Como compreender o papel do SUS nas ações de tratamento e contenção da doença?

O SUS é o eixo da resposta brasileira, é nossa única e grande esperança. Trata-se de um grande sistema com acesso universal e gratuito, além de capilaridade e extensão geográfica notáveis. A injeção de recursos que foi anunciada pode torná-lo mais apto a esta resposta pontual, mas não resolverão problemas estruturais evidentes. Assim que terminar a emergência, é preciso retomar seu fortalecimento de maneira contínua e prioritária. Outras emergências virão, com cada vez maior frequência.

Ainda antes do coronavírus, o Brasil sofreu com dengue, zika, chikungunya e se viu às voltas com doenças que pareciam erradicadas, como o sarampo. Em que medida o reaparecimento dessas doenças revela erros na condução de políticas públicas em saúde?

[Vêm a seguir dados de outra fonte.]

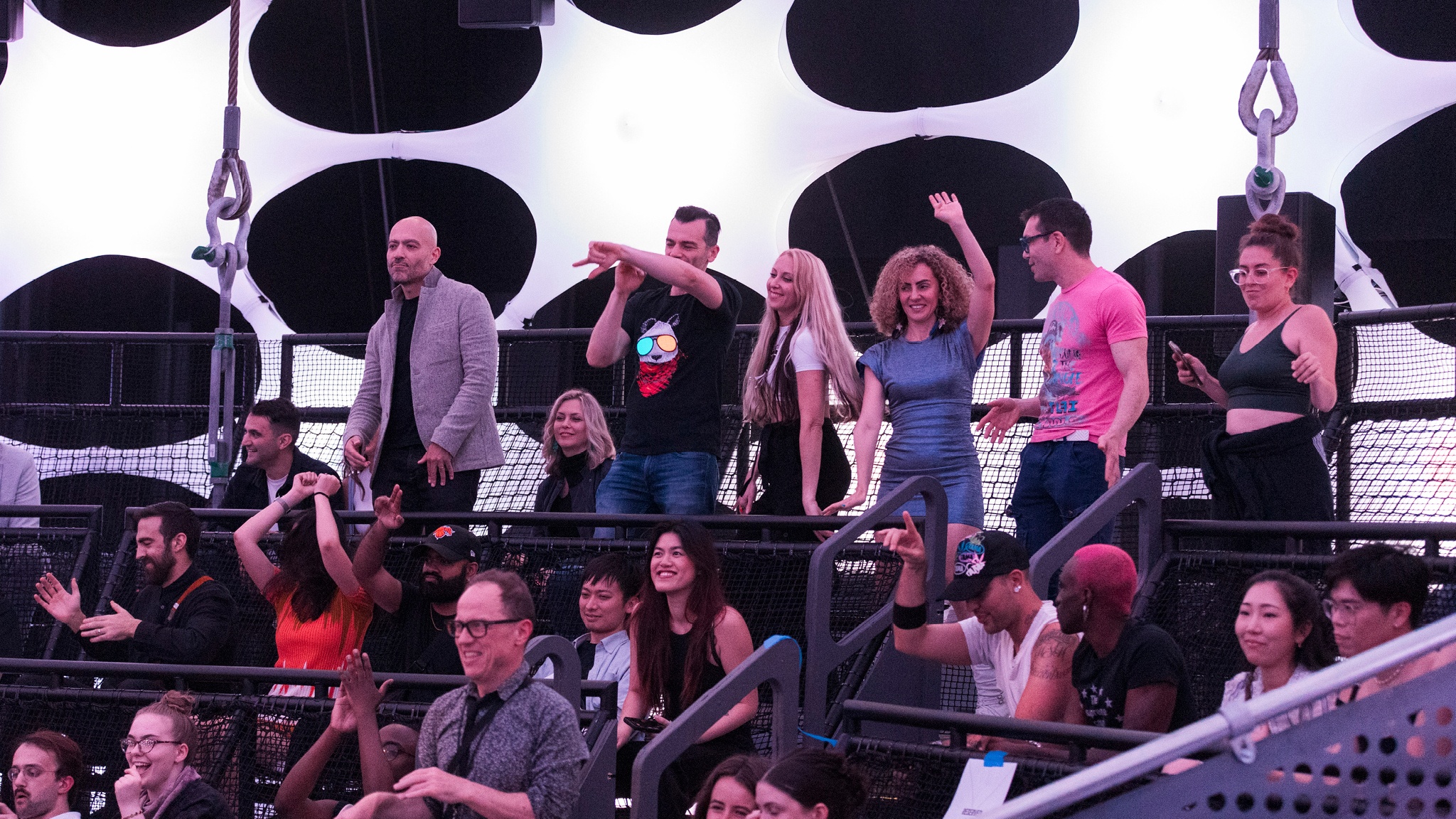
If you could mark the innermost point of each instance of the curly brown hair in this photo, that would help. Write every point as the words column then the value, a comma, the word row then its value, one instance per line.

Um dos maiores erros tem sido o enfraquecimento dos programas de prevenção, por desvalorização de seu escopo e cortes de financiamento. A estratégia de saúde da família, os agentes comunitários de saúde e de endemias, os programas de imunização, os equipamentos de saúde em regiões periféricas etc. foram desprestigiados nos últimos anos, e estão ameaçados em diversos lugares do país. O programa Mais Médicos transformou-se em poderosa plataforma eleitoral sem que suas causas e efeitos fossem discutidos com a merecida seriedade.

A senhora acredita que a experiência dessa pandemia de coronavírus possa alterar o cenário de investimento em saúde pública no Brasil?

Não deve haver teto de gastos para a saúde pública, que deve ser uma prioridade nacional. Mas é preciso lembrar sempre que a saúde tem determinantes sociais poderosos. Sem democracia, sem ciência, sem educação, sem renda, sem políticas sociais e sem direitos, seguiremos muito doentes, em diversos sentidos.